Fool-osophy: Gracefull thought
I collect expressions of anti-intellectualism. I even consider myself to be a connoisseur of the sorts of things that fall within this genre. But this is no mere hobby. I was raised in a spiritual environment in which the intellectual life was regarded with suspicion, even with overt hostility at times. The anti-intellectual one-liners of my childhood still echo in my heart. “The only school anyone has to go to is the Holy Ghost’s school of the Bible!” “If you have to get educated, be sure to get the victory over it!”
There were times when those warnings hit close to home. Just before I went off to graduate school in philosophy, for example, a dear family friend sent me a letter expressing concern for my soul. He quoted Paul’s warning in Colossians 2 about not being corrupted “through philosophy and vain deceit.” In quoting the verse he spelled the key word “fool-osophy.”
I take time on occasion to remember my spiritual roots, to examine my collection of anti-intellectual expressions, and to meditate on this or that warning against the life of the mind. Testing the state of my soul against the complaints of those who view people like me—people devoted to intellectual pursuits—with suspicion has led me to practice an important personal exercise in spiritual self-examination. To be sure, that takes some discernment. By their very nature, attacks on the intellect display considerable rhetorical overkill, so in most cases I must separate the wheat from the chaff.
Here is one of my favorite overkill examples, quoted by Richard Hofstadter in his classic study, Anti-Intellectualism in American Life. Peter Cartwright was a 19th-century Methodist circuit rider who observed that he served the cause of the gospel with wonderful results without ever having darkened the door of a theological school. He and his friends, he declared, have “preached the Gospel with more success and had more seals to their ministry” than all of those “sapient, downy D.D.’s in modern times who . . . are seeking presidencies or professorships in colleges, editorships, or any agencies that have a fat salary, and are trying to create newfangled institutions where good livings can be monopolized”—and all of this “while millions of poor, dying sinners are thronging the way to hell without God, without Gospel.”
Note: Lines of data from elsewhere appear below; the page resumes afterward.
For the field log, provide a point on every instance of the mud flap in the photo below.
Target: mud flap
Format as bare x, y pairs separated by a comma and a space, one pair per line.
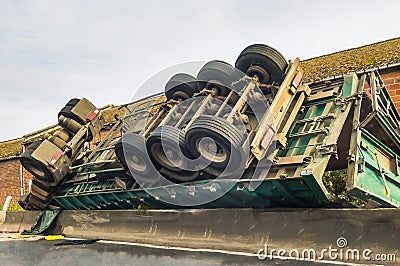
44, 220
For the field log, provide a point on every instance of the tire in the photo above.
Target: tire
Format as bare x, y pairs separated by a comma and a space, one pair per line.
264, 61
228, 141
58, 142
35, 167
62, 134
66, 111
181, 86
216, 74
41, 191
73, 102
162, 146
131, 151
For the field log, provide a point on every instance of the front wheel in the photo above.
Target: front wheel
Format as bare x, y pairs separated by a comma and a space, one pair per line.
215, 141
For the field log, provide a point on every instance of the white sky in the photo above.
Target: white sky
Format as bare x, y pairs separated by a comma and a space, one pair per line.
51, 51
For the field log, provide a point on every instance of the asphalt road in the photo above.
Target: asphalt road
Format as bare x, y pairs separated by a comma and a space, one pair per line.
42, 252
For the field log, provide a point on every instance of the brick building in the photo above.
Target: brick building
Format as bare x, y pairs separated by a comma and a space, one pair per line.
385, 56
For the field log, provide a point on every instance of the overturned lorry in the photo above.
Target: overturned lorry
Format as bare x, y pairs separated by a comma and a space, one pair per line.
249, 136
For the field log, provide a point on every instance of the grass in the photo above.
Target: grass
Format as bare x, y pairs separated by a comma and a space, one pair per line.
14, 207
335, 183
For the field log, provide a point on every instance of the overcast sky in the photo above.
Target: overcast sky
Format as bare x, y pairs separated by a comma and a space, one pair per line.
51, 51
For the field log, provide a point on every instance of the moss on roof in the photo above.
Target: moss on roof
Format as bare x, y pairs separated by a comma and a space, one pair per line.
356, 59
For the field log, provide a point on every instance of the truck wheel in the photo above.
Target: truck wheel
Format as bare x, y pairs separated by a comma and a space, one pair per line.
263, 61
216, 74
62, 134
131, 151
180, 86
73, 102
58, 142
41, 191
35, 167
66, 111
166, 146
216, 141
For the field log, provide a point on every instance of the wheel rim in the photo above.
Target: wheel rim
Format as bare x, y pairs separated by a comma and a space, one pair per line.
166, 155
260, 72
38, 172
137, 163
211, 150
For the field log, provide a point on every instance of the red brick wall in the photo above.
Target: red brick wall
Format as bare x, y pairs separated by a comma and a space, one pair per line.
391, 78
10, 180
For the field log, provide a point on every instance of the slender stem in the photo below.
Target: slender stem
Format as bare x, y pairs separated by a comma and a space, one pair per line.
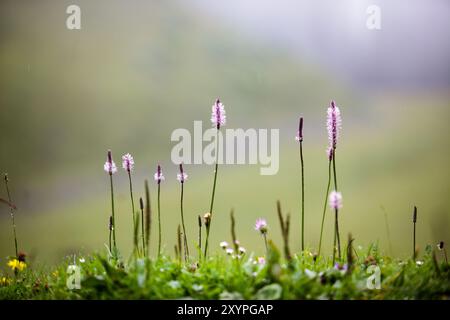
132, 204
265, 243
336, 215
113, 215
216, 167
159, 220
143, 232
199, 237
387, 230
110, 233
303, 196
337, 234
334, 170
334, 245
186, 249
12, 217
325, 206
414, 242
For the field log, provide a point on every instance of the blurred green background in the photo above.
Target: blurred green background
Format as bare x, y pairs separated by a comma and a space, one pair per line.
136, 71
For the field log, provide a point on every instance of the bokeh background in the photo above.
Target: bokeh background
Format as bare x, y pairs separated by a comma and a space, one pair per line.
137, 70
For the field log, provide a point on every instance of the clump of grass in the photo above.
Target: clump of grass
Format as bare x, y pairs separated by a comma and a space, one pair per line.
219, 277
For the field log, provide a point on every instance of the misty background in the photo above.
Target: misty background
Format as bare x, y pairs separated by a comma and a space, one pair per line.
138, 70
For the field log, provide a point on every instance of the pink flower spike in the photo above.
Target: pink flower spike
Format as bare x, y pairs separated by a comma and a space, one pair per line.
334, 123
182, 176
127, 162
330, 153
110, 166
261, 225
218, 114
335, 200
299, 136
158, 175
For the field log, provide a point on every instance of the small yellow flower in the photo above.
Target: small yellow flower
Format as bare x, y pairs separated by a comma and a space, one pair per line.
17, 265
4, 281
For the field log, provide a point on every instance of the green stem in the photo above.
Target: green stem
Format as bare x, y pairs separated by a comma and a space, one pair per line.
143, 232
303, 196
113, 214
132, 205
336, 216
12, 217
265, 243
414, 242
337, 234
213, 193
159, 220
325, 206
186, 249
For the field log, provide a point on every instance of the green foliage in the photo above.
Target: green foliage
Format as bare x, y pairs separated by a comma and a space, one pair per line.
224, 277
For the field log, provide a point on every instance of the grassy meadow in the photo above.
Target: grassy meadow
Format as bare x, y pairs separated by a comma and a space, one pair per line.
67, 97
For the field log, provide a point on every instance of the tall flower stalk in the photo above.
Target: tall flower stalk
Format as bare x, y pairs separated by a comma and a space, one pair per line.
127, 165
110, 168
334, 123
218, 119
330, 156
11, 208
414, 232
158, 178
182, 177
141, 206
336, 204
299, 138
148, 218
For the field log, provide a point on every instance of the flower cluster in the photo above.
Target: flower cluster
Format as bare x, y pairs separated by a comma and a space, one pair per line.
229, 251
17, 265
261, 225
4, 281
110, 166
158, 175
218, 114
127, 162
334, 123
182, 176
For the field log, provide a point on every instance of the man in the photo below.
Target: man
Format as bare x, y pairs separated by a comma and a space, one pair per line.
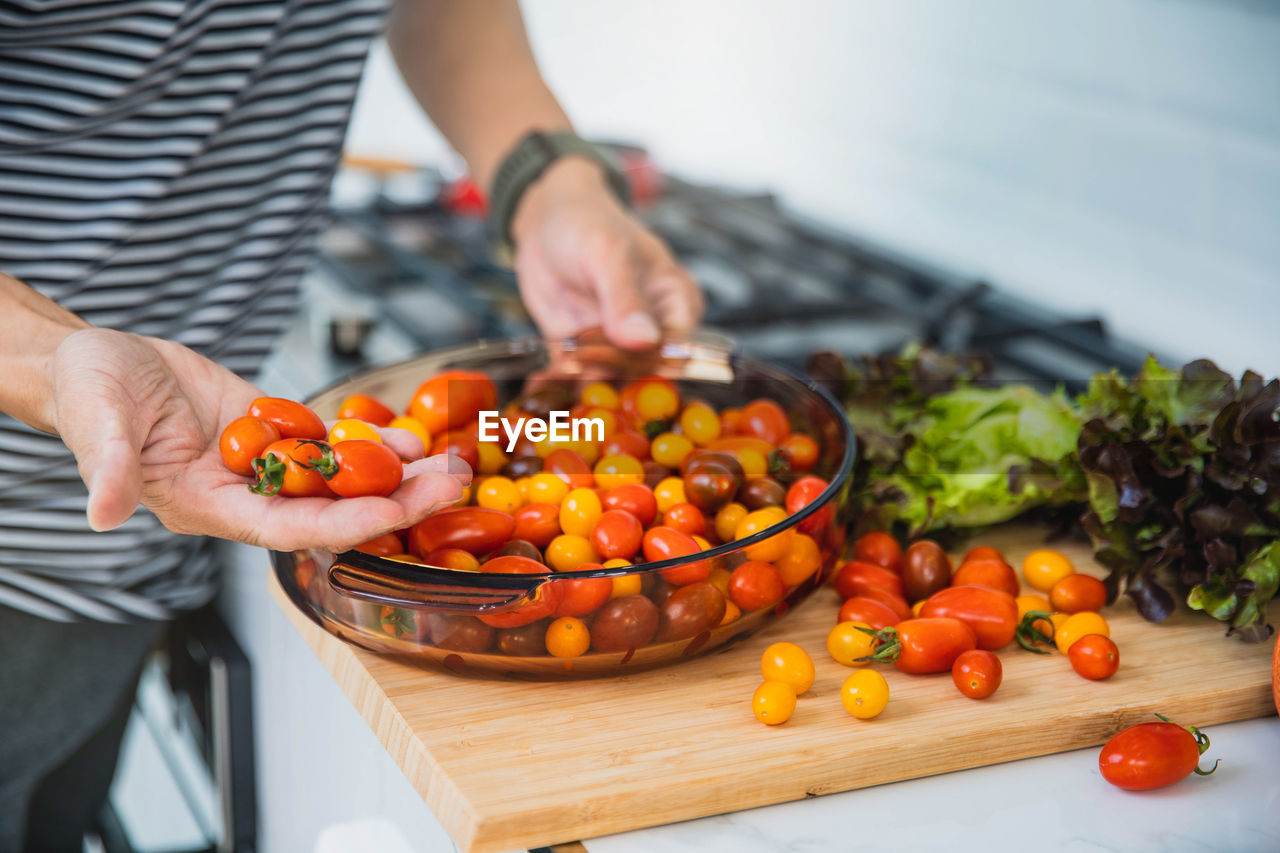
164, 169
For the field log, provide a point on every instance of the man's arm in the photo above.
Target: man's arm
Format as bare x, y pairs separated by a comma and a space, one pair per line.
581, 259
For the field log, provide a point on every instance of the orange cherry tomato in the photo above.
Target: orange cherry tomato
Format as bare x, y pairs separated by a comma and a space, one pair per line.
292, 419
755, 584
366, 409
977, 674
1077, 593
243, 441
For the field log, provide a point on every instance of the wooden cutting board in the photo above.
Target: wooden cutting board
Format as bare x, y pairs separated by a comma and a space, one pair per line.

As someone who occupies both a presidency and a professorship, I take some comfort in knowing that I don’t exactly fit Cartwright’s description of the “sapient, downy” type. But there is enough of me in his account to force me to be sure that I have set my priorities right.
Some of the anti-intellectual statements in my collection force me to probe a little deeper spiritually. A case in point is on the opening page of the great devotional classic The Imitation of Christ, where Thomas à Kempis urges us to forsake the pseudowisdom of “the world” in order to render our lives wholly “conformable to Christ.” He spells out his plea with a couple of choice examples. It doesn’t do us much good, he says, to be able to argue eloquently about the Trinity if we lack the kind of humility that is pleasing to the triune God. What is the merit, he asks, of being able to define compunction if we are not “pricked in heart” by the sins we have committed? And this: “If you knew the whole Bible scientifically, and the words of the Philosophers; what good would it all be, that loveless and graceless knowledge?”
It’s easy to point out here that Thomas is presenting us with some false choices. Of course it is regrettable when a person can set forth all sorts of arguments defending the Trinity but for all of that is living a life that displeases the Trinity, and yes, it is better to experience compunction in your own soul than to offer a learned definition of the word compunction. Graceless knowledge is surely something to be avoided. But isn’t it good to have some people who are able both to speak carefully about trinitarian dogma and also to live in ways that are pleasing to the triune God? Or what about someone who not only has experienced genuine compunction in the soul but also has managed to write a book on the subject? Surely one alternative to pursuing a graceless knowing is the cultivation of gracefull knowledge.
A grace-filled life of the mind will draw on some important virtues, not the least of them being humility and a desire to serve others by showing the kind of love with which we have been loved by God. Simone Weil says somewhere in her writings that the virtues necessary to sustain the intellectual life are pretty much the same as those that are necessary to sustain the spiritual-contemplative life. Thinking carefully, then, can itself be an important exercise of the imitation of Christ. Not a bad reason for at least some of us to take on the task of “fool-osophy.”